Re: Client-side searching proposal

Daniel W. Connolly (connolly@hal.com)
Thu, 26 Jan 1995 01:49:34 +0100


In message <ab4c74bd0d021004631d@[192.187.143.12]>, Nick Arnett writes:
>
>I suspect that if we could drag a proxy server developer into the thicket
>with us, we could see quicker results, since it'll be quicker to deploy
>first in a proxy than in clients.

Hmmm... I'm leery of anything so complex that a proxy server is required.

Proxy servers that do nifty searching things can be a good thing, but
let's not let that complicate this simple proposal.

Much of my trepidation is in that the proxy server would have to alter
the document between the original server and the client; hence, it's
not "transparent" to the protocol. This would be a dangerous precedent.
And it interacts very badly with security techniques such as digital
signatures (not to mention encryption!).

Three cheers for Verity engieers spending time to design a solution,
though!

Hmmm... thinking about it a little the first features I think we
should provide are the features that browsers like pg, more, less
provide: search for this string (perhaps regexp), and go to line
N. (but how do you define line N in html? It would have to be line N
of the source -- not the rendered document, I suppose.)

The first feature I'm interested in is the ability to link to some
point in a document that I can't/don't want to write to (or is not an
HTML document).

The ability to highlight/navigate search hits is something else... is
it really necessary, given that WWW documents are typically small
chunks, rather than long flows? I suppose in some cases it is.

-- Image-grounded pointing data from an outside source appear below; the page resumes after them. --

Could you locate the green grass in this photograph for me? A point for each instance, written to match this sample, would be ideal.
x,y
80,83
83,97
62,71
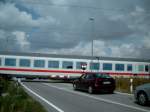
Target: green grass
x,y
123,84
15,99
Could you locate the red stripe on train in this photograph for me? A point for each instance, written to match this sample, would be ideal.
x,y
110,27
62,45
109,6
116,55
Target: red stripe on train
x,y
65,71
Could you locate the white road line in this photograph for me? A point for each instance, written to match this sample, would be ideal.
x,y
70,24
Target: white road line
x,y
100,99
46,101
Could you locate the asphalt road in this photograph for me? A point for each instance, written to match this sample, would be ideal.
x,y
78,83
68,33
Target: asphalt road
x,y
60,97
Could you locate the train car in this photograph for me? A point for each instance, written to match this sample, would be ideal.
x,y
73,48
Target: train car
x,y
37,65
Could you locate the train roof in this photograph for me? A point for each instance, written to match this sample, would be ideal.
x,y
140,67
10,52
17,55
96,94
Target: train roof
x,y
74,56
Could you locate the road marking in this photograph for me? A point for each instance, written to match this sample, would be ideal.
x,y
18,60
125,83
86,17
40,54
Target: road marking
x,y
100,99
46,101
123,93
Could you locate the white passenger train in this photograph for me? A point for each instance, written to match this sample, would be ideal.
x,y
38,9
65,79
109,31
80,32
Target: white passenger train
x,y
69,66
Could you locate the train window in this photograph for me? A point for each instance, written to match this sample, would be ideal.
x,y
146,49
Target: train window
x,y
94,66
10,62
107,66
141,68
67,65
39,63
53,64
24,63
129,67
79,65
0,62
146,68
119,67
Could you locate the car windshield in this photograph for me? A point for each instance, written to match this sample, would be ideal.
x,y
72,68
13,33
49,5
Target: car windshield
x,y
102,76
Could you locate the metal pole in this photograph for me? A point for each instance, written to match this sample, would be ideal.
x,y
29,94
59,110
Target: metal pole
x,y
92,31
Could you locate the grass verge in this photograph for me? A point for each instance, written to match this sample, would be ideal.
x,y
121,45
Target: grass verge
x,y
123,84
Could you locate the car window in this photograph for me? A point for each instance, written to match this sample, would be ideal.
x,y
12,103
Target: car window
x,y
83,76
89,76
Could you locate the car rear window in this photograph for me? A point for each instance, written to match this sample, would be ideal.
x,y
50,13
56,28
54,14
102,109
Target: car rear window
x,y
102,76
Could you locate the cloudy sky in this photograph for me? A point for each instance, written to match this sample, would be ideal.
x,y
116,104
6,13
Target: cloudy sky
x,y
120,28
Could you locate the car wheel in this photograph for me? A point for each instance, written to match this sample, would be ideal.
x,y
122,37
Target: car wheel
x,y
74,86
142,98
90,90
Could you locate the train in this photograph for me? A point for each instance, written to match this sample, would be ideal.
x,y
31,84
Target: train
x,y
55,66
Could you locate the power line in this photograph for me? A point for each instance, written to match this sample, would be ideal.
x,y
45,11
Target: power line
x,y
74,6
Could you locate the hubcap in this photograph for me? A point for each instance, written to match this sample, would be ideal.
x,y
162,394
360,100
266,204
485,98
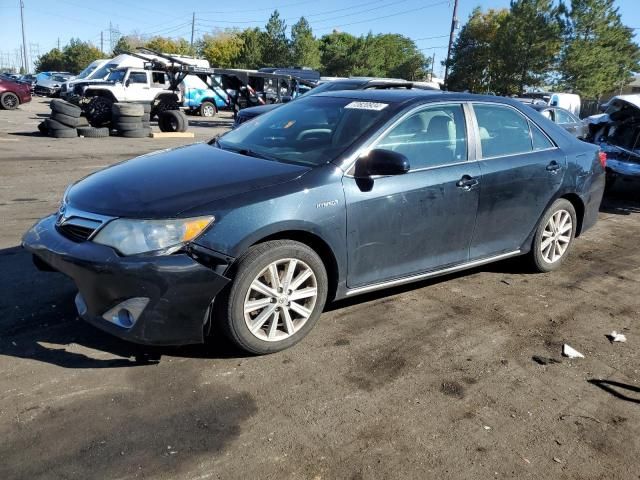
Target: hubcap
x,y
556,236
280,299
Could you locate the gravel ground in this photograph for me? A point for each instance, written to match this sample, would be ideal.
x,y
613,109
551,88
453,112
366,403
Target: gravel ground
x,y
433,380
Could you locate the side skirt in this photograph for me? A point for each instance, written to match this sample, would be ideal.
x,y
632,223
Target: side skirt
x,y
435,273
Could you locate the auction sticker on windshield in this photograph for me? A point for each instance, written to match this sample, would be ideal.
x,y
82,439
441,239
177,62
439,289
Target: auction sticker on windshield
x,y
367,105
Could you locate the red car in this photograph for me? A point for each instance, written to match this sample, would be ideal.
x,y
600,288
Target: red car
x,y
13,93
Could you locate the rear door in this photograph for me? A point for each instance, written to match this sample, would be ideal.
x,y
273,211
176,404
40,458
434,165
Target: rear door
x,y
406,224
521,172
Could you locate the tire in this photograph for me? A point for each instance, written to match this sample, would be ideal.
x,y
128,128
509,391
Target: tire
x,y
550,247
172,121
55,125
207,110
42,127
128,109
66,108
125,127
93,132
9,101
98,111
66,133
139,133
125,119
67,120
254,265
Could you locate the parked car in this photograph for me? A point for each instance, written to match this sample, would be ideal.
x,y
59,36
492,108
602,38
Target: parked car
x,y
13,93
326,197
49,86
617,132
355,83
564,118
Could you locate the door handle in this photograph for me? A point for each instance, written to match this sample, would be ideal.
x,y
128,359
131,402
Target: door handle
x,y
553,167
467,182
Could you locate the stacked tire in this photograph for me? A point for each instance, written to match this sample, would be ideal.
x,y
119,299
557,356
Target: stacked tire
x,y
173,121
64,121
130,120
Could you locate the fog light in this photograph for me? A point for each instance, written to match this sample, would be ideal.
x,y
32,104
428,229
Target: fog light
x,y
126,313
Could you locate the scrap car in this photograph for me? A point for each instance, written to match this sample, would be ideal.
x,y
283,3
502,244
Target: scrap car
x,y
331,196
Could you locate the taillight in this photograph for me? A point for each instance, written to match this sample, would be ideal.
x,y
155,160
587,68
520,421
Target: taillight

Would the ability to specify a regexp cut it? e.g. suppose there
was a keyword search for frogs, dogs, and pigs, and all three
keywords were found in http://foo.com/filex.html. The search
results page might say:

<a href="http://foo.com/filex.html#!((frog)s?|(dog)s?|(pig)s?)">
On the nature of Animals</a>

(note my attempt to represent stemming).

At a mininum, the browser would just find the first match of that
regexp and scroll to there. A fancier browser might highlight all
matches and allow you to navigate between them with next/previous
match buttons. Well... at a bare minimum, the browser would do
the current thing: look for <a name="((frog..."> and fail to find it.
(Didya know netscape leaves you scrolled to the _bottom_ of the
page in this case?)

Folkd would have to be careful to backslash their .'s, and to %XX-ify
/'s and such. It could get messy. But it's doable!

Are POSIX regexp libraries widely available? Are they part of MS/Mac
development environments, or can the freely available implementations
be ported?

Dan